After a while, I brought my bags in. Jane’s guest quarters consisted of a bare room with little heat or light and a threadbare carpet. The sofa bed was a nightmare, with a pronounced tilt and murderous springs. I knew there wouldn’t be much sleep that night. I also realized that this was the first night I’d ever spent in any place my sister lived. She would be getting dinner ready, she said—another first.
Jane’s ranch house had been purchased and set up with her dogs very much in mind. Two of her Newfoundlands couldn’t walk up stairs—one had debilitating heart diseases, the other had serious hip problems—so they stayed in the basement, which was furnished with sofas, a carpet, and a propane stove. Just the day before, she told me, she had taken in still another Newfie, a puppy named Simon, who suffered from dwarfism, which left him with short, basset hound legs. He was, of course, the perfect dog for Jane—cute, sweet, in desperate need. Simon, strange-looking but playful, had attached himself to Rose, and the two of them were rolling around on the floor while the other dogs sat placidly watching.
I’d offered to take my sister ou
t to dinner but she said, with some pride, that she’d already prepared a meal.

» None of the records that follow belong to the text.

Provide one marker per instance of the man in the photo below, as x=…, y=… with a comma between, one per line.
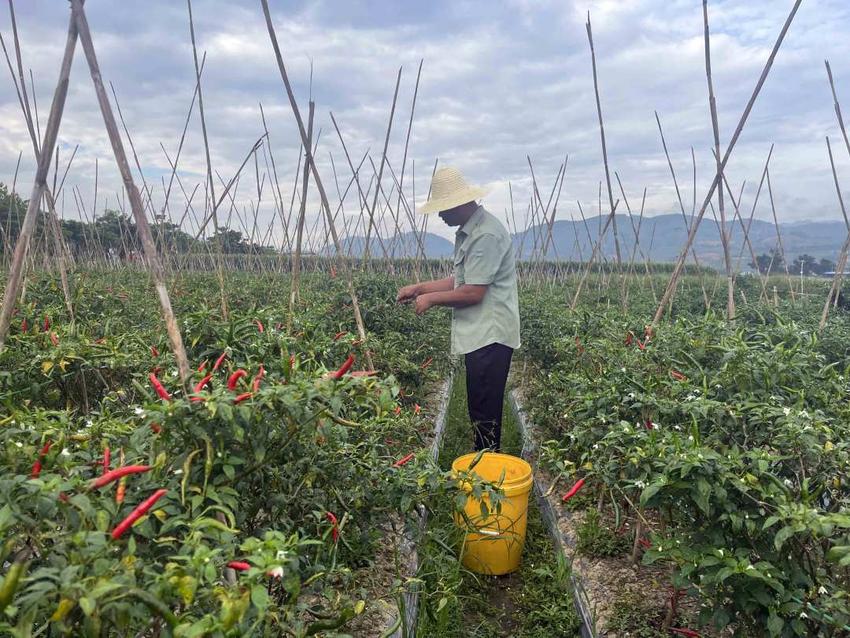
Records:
x=482, y=293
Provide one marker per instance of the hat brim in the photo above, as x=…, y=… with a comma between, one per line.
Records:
x=456, y=199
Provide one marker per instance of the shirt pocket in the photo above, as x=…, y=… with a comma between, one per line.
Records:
x=457, y=268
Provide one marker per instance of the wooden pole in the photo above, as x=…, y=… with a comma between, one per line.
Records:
x=302, y=213
x=680, y=262
x=355, y=303
x=142, y=227
x=715, y=126
x=602, y=136
x=51, y=131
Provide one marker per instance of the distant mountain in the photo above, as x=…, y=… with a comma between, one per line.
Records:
x=663, y=236
x=661, y=239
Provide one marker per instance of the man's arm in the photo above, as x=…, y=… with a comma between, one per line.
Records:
x=460, y=297
x=411, y=292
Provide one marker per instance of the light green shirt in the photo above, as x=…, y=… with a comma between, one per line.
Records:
x=484, y=255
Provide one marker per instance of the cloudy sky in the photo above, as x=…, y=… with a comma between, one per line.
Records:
x=500, y=81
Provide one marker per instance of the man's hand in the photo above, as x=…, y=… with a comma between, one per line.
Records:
x=407, y=293
x=422, y=304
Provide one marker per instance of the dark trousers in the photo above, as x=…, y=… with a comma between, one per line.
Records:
x=486, y=375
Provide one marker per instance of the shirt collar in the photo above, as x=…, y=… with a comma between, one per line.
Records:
x=471, y=222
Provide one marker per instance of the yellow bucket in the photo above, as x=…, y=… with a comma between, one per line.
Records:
x=496, y=546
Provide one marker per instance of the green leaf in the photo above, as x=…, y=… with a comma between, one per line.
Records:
x=87, y=605
x=775, y=624
x=783, y=535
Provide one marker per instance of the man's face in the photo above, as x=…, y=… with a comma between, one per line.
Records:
x=454, y=216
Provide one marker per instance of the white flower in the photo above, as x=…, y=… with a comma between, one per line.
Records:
x=276, y=572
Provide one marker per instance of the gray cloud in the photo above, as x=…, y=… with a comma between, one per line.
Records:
x=500, y=81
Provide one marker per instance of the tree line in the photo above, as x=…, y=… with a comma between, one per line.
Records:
x=774, y=262
x=113, y=233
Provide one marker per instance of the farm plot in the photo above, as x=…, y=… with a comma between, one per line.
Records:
x=252, y=502
x=711, y=455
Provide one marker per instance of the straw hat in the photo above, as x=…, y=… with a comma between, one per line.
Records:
x=449, y=189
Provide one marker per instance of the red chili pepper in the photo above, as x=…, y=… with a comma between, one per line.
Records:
x=137, y=513
x=345, y=367
x=404, y=460
x=36, y=467
x=241, y=397
x=200, y=384
x=117, y=473
x=220, y=360
x=234, y=378
x=258, y=378
x=335, y=529
x=160, y=389
x=575, y=488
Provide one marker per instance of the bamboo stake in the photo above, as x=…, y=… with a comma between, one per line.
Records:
x=355, y=303
x=779, y=234
x=724, y=237
x=677, y=270
x=602, y=136
x=302, y=213
x=13, y=284
x=142, y=227
x=371, y=210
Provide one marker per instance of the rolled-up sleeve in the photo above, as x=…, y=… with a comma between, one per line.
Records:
x=483, y=258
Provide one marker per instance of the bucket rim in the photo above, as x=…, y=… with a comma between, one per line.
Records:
x=462, y=462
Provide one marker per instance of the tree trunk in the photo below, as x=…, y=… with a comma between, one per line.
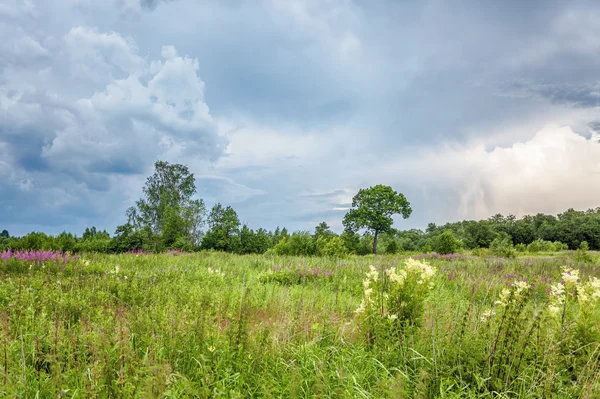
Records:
x=375, y=242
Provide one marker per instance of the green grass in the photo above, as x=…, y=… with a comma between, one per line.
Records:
x=219, y=325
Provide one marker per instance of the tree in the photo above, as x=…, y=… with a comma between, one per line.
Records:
x=373, y=208
x=167, y=208
x=323, y=229
x=223, y=234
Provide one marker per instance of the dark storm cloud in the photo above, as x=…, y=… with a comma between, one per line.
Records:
x=268, y=101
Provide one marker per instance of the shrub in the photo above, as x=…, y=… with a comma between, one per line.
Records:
x=393, y=299
x=503, y=247
x=391, y=247
x=447, y=243
x=335, y=247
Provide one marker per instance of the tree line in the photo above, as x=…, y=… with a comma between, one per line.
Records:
x=170, y=217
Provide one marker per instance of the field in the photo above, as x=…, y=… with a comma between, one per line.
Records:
x=217, y=325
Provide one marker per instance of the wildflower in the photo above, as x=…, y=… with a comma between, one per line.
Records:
x=588, y=294
x=373, y=274
x=487, y=314
x=570, y=276
x=504, y=295
x=520, y=286
x=361, y=307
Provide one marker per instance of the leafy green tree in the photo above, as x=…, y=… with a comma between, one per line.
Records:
x=262, y=241
x=350, y=240
x=323, y=229
x=168, y=207
x=373, y=208
x=391, y=247
x=224, y=226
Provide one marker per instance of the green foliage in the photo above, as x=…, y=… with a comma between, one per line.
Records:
x=391, y=247
x=373, y=208
x=168, y=209
x=224, y=234
x=503, y=247
x=334, y=247
x=224, y=325
x=447, y=243
x=298, y=244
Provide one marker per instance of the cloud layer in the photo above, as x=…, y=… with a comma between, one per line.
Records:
x=284, y=109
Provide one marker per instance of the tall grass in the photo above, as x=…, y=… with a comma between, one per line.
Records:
x=220, y=325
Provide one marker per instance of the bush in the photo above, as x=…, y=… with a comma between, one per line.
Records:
x=391, y=247
x=298, y=244
x=503, y=247
x=447, y=243
x=335, y=247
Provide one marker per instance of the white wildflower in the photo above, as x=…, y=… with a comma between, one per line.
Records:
x=487, y=314
x=570, y=276
x=504, y=295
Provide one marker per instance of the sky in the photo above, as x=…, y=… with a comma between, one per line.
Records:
x=284, y=109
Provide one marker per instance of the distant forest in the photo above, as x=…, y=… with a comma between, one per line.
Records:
x=169, y=218
x=567, y=230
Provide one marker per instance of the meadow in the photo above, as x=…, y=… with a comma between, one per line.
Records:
x=201, y=325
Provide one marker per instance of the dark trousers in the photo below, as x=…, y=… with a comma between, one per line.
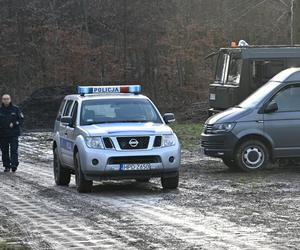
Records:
x=9, y=147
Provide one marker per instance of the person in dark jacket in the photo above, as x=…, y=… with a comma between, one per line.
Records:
x=11, y=120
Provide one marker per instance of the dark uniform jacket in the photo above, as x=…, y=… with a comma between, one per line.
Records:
x=8, y=115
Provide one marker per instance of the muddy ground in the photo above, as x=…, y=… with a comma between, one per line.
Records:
x=213, y=208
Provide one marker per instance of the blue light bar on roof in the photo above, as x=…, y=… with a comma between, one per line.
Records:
x=82, y=90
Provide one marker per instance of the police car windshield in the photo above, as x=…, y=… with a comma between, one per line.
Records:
x=259, y=95
x=118, y=111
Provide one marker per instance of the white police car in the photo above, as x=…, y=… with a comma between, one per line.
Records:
x=113, y=132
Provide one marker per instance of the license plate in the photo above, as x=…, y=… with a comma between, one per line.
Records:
x=137, y=166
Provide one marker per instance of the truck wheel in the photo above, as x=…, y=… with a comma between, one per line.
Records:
x=82, y=185
x=252, y=155
x=62, y=176
x=231, y=164
x=170, y=182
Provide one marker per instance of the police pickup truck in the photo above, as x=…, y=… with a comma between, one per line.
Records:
x=113, y=132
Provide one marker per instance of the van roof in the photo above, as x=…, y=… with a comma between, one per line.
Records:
x=288, y=75
x=267, y=52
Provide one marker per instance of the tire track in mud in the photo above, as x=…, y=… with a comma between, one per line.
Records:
x=131, y=218
x=200, y=231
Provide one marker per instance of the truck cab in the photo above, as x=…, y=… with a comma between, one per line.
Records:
x=241, y=70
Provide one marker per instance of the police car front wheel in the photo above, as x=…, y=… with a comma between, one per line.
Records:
x=252, y=155
x=82, y=185
x=62, y=175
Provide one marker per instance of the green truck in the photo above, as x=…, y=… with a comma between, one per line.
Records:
x=240, y=70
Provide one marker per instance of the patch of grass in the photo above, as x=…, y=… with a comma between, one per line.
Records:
x=188, y=134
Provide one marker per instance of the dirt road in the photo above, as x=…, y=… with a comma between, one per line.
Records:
x=213, y=208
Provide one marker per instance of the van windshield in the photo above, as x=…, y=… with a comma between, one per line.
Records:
x=259, y=95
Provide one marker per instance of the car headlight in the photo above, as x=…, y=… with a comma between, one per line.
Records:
x=168, y=140
x=94, y=142
x=222, y=127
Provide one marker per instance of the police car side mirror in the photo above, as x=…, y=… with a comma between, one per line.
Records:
x=169, y=117
x=271, y=107
x=66, y=120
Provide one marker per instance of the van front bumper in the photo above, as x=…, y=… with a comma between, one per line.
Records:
x=219, y=145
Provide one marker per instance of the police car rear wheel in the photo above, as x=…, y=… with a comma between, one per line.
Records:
x=82, y=185
x=252, y=155
x=170, y=182
x=62, y=175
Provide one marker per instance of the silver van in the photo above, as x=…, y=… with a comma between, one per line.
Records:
x=265, y=126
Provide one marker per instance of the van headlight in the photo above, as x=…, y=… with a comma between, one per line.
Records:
x=94, y=142
x=222, y=127
x=168, y=140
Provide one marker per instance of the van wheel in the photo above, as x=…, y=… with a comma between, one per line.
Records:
x=252, y=155
x=170, y=182
x=231, y=164
x=62, y=176
x=82, y=185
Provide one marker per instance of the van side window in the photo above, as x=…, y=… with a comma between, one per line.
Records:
x=68, y=108
x=263, y=71
x=288, y=99
x=60, y=110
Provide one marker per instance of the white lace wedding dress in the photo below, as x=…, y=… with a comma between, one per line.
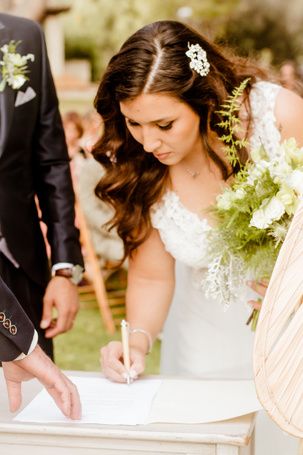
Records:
x=200, y=337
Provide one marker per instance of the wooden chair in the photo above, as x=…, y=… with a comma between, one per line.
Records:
x=98, y=282
x=278, y=350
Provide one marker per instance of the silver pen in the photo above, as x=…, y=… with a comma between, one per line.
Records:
x=125, y=347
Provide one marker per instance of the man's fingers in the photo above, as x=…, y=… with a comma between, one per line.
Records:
x=66, y=396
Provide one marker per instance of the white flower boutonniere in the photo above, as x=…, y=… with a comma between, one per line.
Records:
x=13, y=66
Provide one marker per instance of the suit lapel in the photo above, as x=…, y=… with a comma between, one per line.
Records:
x=7, y=97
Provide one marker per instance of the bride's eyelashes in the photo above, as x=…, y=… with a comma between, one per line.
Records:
x=165, y=127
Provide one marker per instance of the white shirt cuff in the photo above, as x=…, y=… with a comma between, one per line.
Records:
x=61, y=265
x=31, y=348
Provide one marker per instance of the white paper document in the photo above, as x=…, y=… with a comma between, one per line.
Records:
x=203, y=401
x=103, y=402
x=150, y=401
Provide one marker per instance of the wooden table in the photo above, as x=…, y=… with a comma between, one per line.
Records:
x=231, y=437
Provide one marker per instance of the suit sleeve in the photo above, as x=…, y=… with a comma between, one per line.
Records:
x=53, y=177
x=16, y=329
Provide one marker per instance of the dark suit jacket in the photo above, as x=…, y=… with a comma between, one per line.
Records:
x=34, y=161
x=16, y=330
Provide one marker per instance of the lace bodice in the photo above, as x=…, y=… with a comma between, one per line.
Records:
x=183, y=232
x=265, y=131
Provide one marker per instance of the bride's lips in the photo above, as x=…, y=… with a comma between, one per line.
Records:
x=161, y=156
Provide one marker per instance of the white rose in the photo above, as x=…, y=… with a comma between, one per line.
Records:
x=239, y=193
x=259, y=220
x=224, y=200
x=269, y=211
x=17, y=81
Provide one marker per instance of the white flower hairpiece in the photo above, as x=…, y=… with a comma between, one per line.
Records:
x=13, y=67
x=198, y=59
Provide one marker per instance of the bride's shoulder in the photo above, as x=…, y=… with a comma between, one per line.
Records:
x=289, y=114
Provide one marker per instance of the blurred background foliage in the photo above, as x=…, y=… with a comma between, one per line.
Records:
x=270, y=29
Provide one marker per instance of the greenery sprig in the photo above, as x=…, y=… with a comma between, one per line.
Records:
x=231, y=124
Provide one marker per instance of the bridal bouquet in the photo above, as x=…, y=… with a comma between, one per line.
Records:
x=253, y=216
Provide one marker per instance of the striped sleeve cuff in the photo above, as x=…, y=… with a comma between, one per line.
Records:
x=32, y=347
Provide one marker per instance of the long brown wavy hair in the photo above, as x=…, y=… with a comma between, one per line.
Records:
x=153, y=60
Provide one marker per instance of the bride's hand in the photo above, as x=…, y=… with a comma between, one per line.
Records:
x=260, y=288
x=111, y=358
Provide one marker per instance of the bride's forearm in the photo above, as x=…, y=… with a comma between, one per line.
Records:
x=147, y=305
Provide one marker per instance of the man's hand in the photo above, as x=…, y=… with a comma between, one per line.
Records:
x=39, y=365
x=62, y=295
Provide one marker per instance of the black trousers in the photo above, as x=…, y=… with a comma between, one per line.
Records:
x=30, y=296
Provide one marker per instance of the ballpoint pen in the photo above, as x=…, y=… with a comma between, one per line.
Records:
x=125, y=347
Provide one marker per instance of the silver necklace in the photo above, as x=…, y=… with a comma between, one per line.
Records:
x=193, y=174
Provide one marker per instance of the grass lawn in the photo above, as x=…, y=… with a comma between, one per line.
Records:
x=78, y=349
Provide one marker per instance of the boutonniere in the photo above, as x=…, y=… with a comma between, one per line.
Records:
x=13, y=66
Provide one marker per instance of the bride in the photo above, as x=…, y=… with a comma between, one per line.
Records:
x=160, y=99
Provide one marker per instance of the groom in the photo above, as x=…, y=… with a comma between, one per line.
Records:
x=34, y=166
x=23, y=359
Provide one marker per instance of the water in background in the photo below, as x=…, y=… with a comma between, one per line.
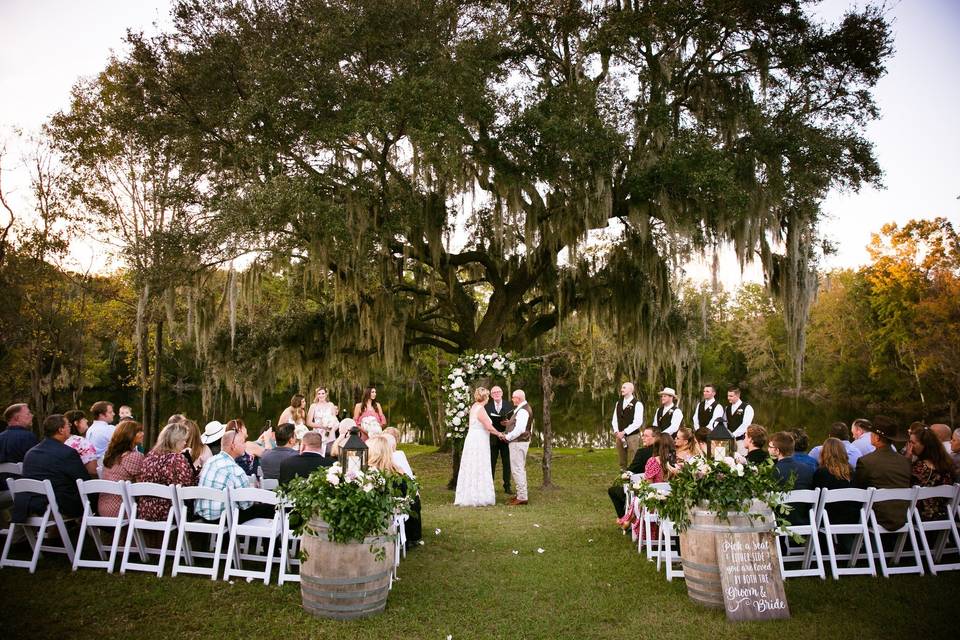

I sat down at her small Formica table and she brought out some salad greens, rolls, and a pan of microwaved macaroni and cheese. I could see Jane wasn’t used to guests. She couldn’t quite coordinate the food and drinks in sequence. She had spoons, but no knives or forks, plates but no napkins. She hadn’t bought anything to drink, so we had tap water. Dessert was ice cream. It felt strange. Our own family dinners had been elaborate and delicious, but always difficult; this one was quiet and peaceful. Rose curled up against one of the enormous Newfies, and my sister smiled down at her dogs—those who could climb the stairs—all sitting quietly around her. We were surrounded by dogs, in fact, and had to thread our way through them to clear the dishes.
For the first time, we talked about our parents a bit, and some shared childhood memories. Then she described her dogs again, one by one.
“I came here for them,” she said. She had all kinds of plans for them: expanded fencing, ramps for the ailing ones, dog doors so they could go in and out independently, treks to nearby state parks. She was extraordinarily gentle with and attentive to them.
After dinner—it was about eight P.M.—she announced that we had to go downstairs and visit the basement-bound Newfies. I made what I hoped was the appropriate fuss over them. Cold-weather dogs, they were delighted by the snow and bitter temperatures. She’d had to buy multiple air conditioners to keep them comfortable during Boston summers, Jane said; here, she might not need them.
I went outside to walk Rose and to clear my head and calm down. When I returned, Jane was settling into what was clearly her evening routine. In a room off the family room, she unearthed some turkey carcasses from an enormous freezer, and chopped them apart with a small hatchet, putting the parts in a bucket on the floor.
The dogs stared at the pungent bucket for fifteen minutes or so as Jane worked. Then each got a turkey leg or thigh, plopped down on the living room carpet and began crunching away.